学生時代、こんな店は10年以内に絶対につぶれるとつぶやいたことがあった地元の書店。クリスマス休暇で帰省した折に本を探しに足を踏み入れたのは12年後。そこで店主からこの店を買わないかと持ち掛けられたのだという。銀行からお金を借入れお店を買い取ったのはその1年後の2001年、著者が31歳の時だった。期せずも古本屋の店主となった著者はこの業界のし烈さや訪れる客たちの奇人変人ぶり、傍若無人さについては全く理解していなかった。

"THE Book Shop"はイギリス、スコットランド地方ニュートン・スチュアート、ウィグタウンにある。著者が生まれたころのウィグタウンは蒸留所と乳製品製造所を中核としそれなりに活気に溢れていた街だったそうだ。しかし乳製品製造所が閉鎖され蒸留所が廃業すると街のホテルやお店は次々と閉めていってしまった。しかし2000年ごろから風向きが変わりはじめ乳製品製造所がレコーディングスタジオになり、蒸留所が再開され、ウィグタウンは書店と古本屋が集まる特別な街へと生まれ変わっていった。

著者はその流れの波がしらにおり地元の同業他社のメンバーらと協力して街の年中行事としてブックフェスティバルを企画。その規模を年々大きくし、書店店舗に作家などの招いたりと様々なイベントを企画し街の活気とお店の経営に奮闘している模様だ。本書ではこのイベントの最中に裏方としてゴミ収集したり、給仕と間違われて呼びつけられたりしている様が描かれたりはしているが、決して功績をひけらかすようなところはない。

タイトルにある通り本書は日々、著者がお店にやってきた客やお店のメンバー、友人たちとのやりとりを日記風に切り取った内容になっている。書棚から抜き出した本を元に戻すこともなく、何も買わずに出て行ってまったり、本を値切って断られるやその本をカウンターにたたきつけて出て行ってしまったりは日常茶飯事で、これでもかという変人が次々と登場してくる。

しかし、それに負けず劣らずなのが誰あろう。著者そのものだ。「探している本があるのだけど、著者の名前を忘れてしまったので教えてほしい」という電話に、「だれか分かったけど教えない。だって名前をきいたら、それをアマゾンで買う気だろう」などと答えたりしているのだ。お店には自らショットガンでバラバラにしたキンドルが盾にされて飾られていて、アマゾンの電子書籍を最大の敵と捉えている著者は巨人に敢然と立ち向かうドン・キホーテなのだ。
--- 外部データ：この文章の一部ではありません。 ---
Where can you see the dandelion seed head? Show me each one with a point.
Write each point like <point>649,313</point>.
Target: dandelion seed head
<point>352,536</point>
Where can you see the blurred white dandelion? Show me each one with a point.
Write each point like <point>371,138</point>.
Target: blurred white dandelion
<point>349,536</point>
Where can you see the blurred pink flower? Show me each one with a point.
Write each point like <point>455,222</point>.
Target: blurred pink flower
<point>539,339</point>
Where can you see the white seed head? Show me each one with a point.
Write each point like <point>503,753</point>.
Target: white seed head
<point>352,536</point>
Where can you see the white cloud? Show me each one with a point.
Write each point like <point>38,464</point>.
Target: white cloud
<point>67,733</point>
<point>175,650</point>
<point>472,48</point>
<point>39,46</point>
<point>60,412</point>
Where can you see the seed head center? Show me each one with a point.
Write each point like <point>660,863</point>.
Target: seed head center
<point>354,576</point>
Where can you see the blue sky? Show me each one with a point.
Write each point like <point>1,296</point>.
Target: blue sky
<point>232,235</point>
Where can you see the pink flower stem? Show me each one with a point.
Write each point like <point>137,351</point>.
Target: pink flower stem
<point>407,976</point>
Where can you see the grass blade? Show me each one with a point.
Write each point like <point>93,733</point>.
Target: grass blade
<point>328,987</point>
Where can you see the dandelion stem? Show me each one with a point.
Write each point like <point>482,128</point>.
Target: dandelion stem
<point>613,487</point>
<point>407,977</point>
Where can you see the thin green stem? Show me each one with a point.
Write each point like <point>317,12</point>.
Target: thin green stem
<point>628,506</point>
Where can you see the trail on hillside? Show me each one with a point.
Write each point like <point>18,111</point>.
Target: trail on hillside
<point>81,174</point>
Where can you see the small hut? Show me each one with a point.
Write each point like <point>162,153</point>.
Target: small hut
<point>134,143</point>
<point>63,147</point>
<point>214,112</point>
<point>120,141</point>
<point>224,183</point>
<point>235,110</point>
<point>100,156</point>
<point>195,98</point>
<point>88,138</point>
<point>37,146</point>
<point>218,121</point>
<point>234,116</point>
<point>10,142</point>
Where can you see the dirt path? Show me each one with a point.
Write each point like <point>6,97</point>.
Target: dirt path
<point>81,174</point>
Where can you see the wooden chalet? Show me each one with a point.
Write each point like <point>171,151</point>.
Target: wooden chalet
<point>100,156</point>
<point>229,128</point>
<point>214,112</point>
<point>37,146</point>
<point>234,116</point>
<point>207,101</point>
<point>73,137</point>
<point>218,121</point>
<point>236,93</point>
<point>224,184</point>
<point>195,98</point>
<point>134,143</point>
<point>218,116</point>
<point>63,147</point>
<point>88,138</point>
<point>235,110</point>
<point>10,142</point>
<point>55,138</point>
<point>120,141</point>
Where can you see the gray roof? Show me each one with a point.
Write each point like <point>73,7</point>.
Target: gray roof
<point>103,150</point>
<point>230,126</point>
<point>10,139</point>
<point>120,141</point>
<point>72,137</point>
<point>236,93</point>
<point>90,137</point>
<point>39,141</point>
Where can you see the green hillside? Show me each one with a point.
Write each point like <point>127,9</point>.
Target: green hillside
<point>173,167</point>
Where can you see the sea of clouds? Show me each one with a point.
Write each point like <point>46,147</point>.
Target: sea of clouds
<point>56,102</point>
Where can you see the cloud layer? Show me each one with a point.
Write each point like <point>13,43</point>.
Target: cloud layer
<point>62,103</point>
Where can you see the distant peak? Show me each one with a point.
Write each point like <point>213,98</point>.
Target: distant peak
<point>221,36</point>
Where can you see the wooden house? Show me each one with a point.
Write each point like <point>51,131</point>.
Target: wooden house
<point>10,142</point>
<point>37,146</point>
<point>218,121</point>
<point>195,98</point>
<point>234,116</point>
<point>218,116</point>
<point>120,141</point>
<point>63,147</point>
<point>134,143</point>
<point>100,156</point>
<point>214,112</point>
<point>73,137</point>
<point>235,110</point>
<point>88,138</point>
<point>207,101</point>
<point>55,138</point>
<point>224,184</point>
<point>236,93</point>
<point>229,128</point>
子供の頃から本屋さんに入り浸っていた僕としては古本屋経営というのは常に興味のそそる仕事の一つでした。いわれるまでもなく、巷の書店は次々と姿を消し、僕個人としても書店で本を買う機会というものはめっきり減ってしまった。古本屋の運営がそんなに生易しいものではないことはある程度想像できてはいたけれども、しかし、著者が足を踏み込んだ頃以上に僕は全くその経営サイドの世界観について理解ができていなかった。

曰く、ベストセラーとなった最近の本は初版本でも何万部も刷られているので価値はない。イアン・フレミングの「カジノロワイヤル」の初版本は数千冊しか刷られなかったためにとても価値が高いのだそうです。曰く、セットものの欠けた一冊を他と同じエディション、装丁、色のものを探し求めるのは失われた聖杯を探す旅と一緒だ。などなど。そもそも古本屋としてセット崩れの本は基本的に仕入れないしばら売りもしないのだそうだ。本書でもいろいろな本を探してやってくる人たちが大勢でてくるのだけれども、僕が知っている作家だったり作品はほとんどといってなかった。それらの本の価値を見定めて買い取りをし、値付けをして分類保管し、客の問い合わせに対して在庫の有無を即答するというのはたやすいことではない。そう著者は丁寧に装丁されているものや、美しい挿絵が入っているものに限らず希少本を愛している。そしてこうした本を大切にしている人から人へと本が渡り歩いていくあゆみを素晴らしいものだと感じる感性を持っているようでした。

決して金回りが良いとは言えない業界で、言ってしまえばかつかつの生活なのではないかと思う。そしてウィグタウンはとても田舎なんだという。

しかし、その街並みは目を見張るほど美しかった。ちょっとした余暇を使って父親や友人たちと行く釣り場や島の景色の素晴らしいこと。

ウィグタウン

エルリッグ・ロック

アレサクレイグ島


冬場は外よりも寒くなったりするという店舗の様子や庭に咲く花々など四季折々の様子を楽しんでいる著者の暮らしはなかなかの読みどころでありました。しばし読書の手を休めてグーグルマップ、ストリートビューで見惚れてしまいました。きっと多分一生行く機会はないと思うのだけど、訪ねてみたい場所が一つ増えました。また機会があったらジョゼ・サラマーゴの「白の闇」は読んでみたいと思っています。